The network statuses and iSCSI stuff all look OK too.

I can't see anything wrong with the drive, chkdsk thinks it's fine. However, I'm suspicious of the synchronization status. Using PowerShell, I'm getting HAstatus results that say that the devices are all synchronized, but that the synch percentage is zero -- on some devices, not all.

What's weird is that the StarWind Management Console says the drives are just fine. Quite confusing. I'm quite concerned about PowerShell and the Management console not reporting the same thing.
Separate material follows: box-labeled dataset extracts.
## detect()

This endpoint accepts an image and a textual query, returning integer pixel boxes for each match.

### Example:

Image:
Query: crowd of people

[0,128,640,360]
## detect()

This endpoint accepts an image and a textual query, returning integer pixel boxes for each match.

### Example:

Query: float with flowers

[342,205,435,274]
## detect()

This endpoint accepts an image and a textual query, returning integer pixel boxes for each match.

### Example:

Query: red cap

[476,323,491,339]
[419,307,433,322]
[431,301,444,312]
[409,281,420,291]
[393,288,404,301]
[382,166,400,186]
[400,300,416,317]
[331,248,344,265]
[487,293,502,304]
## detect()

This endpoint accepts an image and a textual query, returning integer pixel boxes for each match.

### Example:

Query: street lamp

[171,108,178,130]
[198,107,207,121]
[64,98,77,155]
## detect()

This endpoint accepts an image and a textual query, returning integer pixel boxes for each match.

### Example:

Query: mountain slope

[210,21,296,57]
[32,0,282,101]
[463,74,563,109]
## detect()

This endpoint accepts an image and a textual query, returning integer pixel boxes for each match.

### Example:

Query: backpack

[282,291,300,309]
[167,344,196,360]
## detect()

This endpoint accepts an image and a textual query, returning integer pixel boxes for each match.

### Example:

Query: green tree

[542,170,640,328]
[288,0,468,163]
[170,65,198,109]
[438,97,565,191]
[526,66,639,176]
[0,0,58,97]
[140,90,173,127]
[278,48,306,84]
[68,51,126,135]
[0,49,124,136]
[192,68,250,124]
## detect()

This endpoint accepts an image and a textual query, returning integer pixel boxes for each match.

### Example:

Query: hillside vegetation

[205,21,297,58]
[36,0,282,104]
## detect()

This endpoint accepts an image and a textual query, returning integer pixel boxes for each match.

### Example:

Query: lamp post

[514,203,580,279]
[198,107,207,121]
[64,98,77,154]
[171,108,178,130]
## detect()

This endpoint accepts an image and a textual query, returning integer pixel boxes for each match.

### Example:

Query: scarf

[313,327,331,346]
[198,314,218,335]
I'm trying a full one-server-at-a-time reboot without maintenance mode. So far, there's a full resynch taking place on the CSV, but it still refuses to come on line in the Microsoft FCM Not sure how to troubleshoot that.

-- kenw
------------------------
"In theory, theory and practice are the same, but in practice they're not." -- Yogi Berra
wallewek
Posts: 114
Joined: Wed Sep 20, 2017 9:13 pm

Sun Oct 18, 2020 9:50 pm

OK, the Failover Cluster is back online. I'm really not sure what the real problem was; diagnostics were quite unclear. I suspect something mucked up with the iSCSI targets. It probably doesn't help that the host servers are both domain members, but the domain controllers are virtual guests of the cluster, so can't be reached while bringing up cluster services if the whole cluster is offline.

One thing is consistent, though: PowerShell reporting of device synchronization percentage continues to be... basically broken.
Devices that report as Synchronized in both PowerShell and the StarWind Management Console are showing 0% synchronized. Interestingly, it seems to wander around a bit as to which devices report this way. It's gotten to the point where I basically ignore the PowerShell output; I simply can't trust it.

While I'm here, I'm going to paste in a couple of PowerShell scripts I've been working on for improved friendliness. Do with them what you will.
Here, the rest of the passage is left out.